Telegram has become the working ground for the creators of phishing bots and kits looking to market their products to a larger audience or to recruit unpaid helpers.
While the messaging platform has been used for cybercriminal activities for several years, it appears that threat actors in the phishing business have started to rely on it more lately.
A trend has been observed by researchers at cybesecurity company Kaspersky, who found a community having formed around the increasingly popular topic of phishing.
From selling services to offering advice and free initiation instructions, phishing actors are extremely active on Telegram.
Phishing services offer
A report from Kasperksy notes that phishers sell all types of phishing material and services to interested buyers, including ready-made kits, fake pages, subscriptions to tools, guides, and technical support.
According to the researchers, the following services are being offered through Telegram right now:
- Free phishing kits with pre-packaged tools that allow users to create phishing pages imitating known brands.
Contents of a free phishing kit (Kaspersky)
- Automated (bot-based) phishing page creation and user data collection.
Options offered by an automated bot (Kaspersky)
- Premium phishing and scam pages with a customizable interface, anti-bot systems, geoblocking, URL encryption, and even social engineering elements. The cost of these kits ranges from $10 to $300, depending on their features.
Fake giveaway pages sold on Telegram (Kaspersky)
- Stolen personal data and online banking credentials which are often verified.
User data offered for sale (Kaspersky)
- Phishing-as-a-service (PhaaS) subscriptions that provide access to tools, beginner guides, technical support, and regular updates for the provided anti-detection systems.
- One-time password (OTP) bots that help phishers bypass 2FA (two-factor authentication) protections automatically. These services are offered on subscription models at an indicative price of $130/week, or $500/month for custom deployments.
OTP bot features promoted on Telegram (Kaspersky) OTP tool interface (Kaspersky)
Some vendors who care about their reputation sell kits that encrypt the stolen data so that neither them nor the operators can access the victim’s information without paying their share to the other party.
Kaspersky says that Telegram is also the place for aspiring scammers to become more familiar with the phishing business for free.
More experienced phishers create Telegram channels with bots that provide step-by-step instructions to generate a phishing page.
The process is fully automated and ends with generating links to fake websites registered by the bot controller that mimic popular brands and services.

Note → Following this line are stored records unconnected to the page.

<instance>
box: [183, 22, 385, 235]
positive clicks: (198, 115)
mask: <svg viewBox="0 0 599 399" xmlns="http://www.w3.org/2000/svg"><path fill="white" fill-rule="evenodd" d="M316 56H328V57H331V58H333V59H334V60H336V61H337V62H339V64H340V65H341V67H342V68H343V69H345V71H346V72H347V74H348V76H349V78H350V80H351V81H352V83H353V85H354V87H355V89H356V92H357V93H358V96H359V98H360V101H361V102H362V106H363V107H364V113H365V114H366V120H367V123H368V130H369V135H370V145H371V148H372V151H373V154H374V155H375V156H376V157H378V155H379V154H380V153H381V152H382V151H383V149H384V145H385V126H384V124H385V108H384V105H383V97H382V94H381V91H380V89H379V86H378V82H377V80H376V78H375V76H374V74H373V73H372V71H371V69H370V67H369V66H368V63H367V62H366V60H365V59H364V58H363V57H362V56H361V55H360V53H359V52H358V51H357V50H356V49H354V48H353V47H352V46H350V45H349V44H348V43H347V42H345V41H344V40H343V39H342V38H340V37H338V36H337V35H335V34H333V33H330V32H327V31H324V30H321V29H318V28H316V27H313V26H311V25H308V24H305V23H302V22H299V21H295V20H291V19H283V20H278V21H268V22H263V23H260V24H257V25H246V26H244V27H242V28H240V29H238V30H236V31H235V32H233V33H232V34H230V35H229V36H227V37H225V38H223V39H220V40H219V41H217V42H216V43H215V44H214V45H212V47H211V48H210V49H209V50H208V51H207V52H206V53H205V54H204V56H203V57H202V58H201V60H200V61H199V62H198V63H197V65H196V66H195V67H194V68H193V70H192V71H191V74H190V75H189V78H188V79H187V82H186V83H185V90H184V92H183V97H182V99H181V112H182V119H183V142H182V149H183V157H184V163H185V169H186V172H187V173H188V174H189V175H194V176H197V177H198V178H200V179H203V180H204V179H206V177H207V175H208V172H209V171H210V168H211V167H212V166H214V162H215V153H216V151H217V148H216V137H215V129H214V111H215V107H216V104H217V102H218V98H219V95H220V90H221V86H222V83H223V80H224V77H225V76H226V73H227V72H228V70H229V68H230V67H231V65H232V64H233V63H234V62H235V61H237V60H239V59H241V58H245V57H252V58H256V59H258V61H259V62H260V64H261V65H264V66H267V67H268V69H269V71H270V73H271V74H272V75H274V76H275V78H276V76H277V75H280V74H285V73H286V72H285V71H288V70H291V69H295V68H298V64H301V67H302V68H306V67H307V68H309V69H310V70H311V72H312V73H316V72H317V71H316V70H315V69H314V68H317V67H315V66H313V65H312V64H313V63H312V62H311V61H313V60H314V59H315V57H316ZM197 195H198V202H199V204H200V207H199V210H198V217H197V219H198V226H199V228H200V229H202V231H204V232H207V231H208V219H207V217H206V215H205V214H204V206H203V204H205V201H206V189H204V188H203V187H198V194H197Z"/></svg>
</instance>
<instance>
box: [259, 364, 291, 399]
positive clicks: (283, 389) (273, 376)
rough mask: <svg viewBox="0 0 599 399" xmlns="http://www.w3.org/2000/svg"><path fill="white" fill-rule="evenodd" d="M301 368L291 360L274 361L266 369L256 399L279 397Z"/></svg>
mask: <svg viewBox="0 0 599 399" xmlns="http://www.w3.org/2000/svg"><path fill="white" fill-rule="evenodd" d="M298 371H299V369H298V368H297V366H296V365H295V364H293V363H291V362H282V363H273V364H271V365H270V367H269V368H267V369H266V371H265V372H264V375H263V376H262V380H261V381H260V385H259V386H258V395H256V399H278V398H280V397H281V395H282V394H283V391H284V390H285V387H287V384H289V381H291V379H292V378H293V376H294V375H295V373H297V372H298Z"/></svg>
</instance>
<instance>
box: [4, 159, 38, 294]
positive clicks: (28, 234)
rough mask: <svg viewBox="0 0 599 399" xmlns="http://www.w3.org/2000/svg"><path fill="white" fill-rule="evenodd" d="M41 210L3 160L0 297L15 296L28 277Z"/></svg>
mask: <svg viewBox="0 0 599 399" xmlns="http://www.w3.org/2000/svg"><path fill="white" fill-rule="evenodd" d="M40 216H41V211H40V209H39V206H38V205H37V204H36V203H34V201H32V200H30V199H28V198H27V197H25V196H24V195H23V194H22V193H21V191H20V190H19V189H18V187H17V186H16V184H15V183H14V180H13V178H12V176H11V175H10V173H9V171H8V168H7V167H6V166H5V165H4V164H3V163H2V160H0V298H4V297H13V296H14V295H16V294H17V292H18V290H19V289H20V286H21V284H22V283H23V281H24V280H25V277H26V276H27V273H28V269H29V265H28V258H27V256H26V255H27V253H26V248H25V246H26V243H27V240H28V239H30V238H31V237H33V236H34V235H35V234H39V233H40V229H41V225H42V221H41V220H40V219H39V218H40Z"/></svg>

The only thing left for the beginner phisher is to distribute the links and wait for the sensitive info from victims be forwarded to the bot.
With this setup, the experienced phisher grooms a potential customer and can also grab a copy of the data.
Offering the above through Telegram not only makes operations easier and more profitable for sellers, who now have the platform’s bots do all the work for them, but also lowers the barrier of entry for inexperienced threat actors or aspiring phishers, easing their access into this crime space.
Kaspersky says it has detected over 2.5 million malicious URLs generated using phishing kits in the past six months and prevented 7.1 attempted accesses by users of its products over the same period.
These figures reflect the massive scale of phishing operations. This growth is made possible by the uncontrolled proliferation of kits and services and the thriving business backing it on Telegram.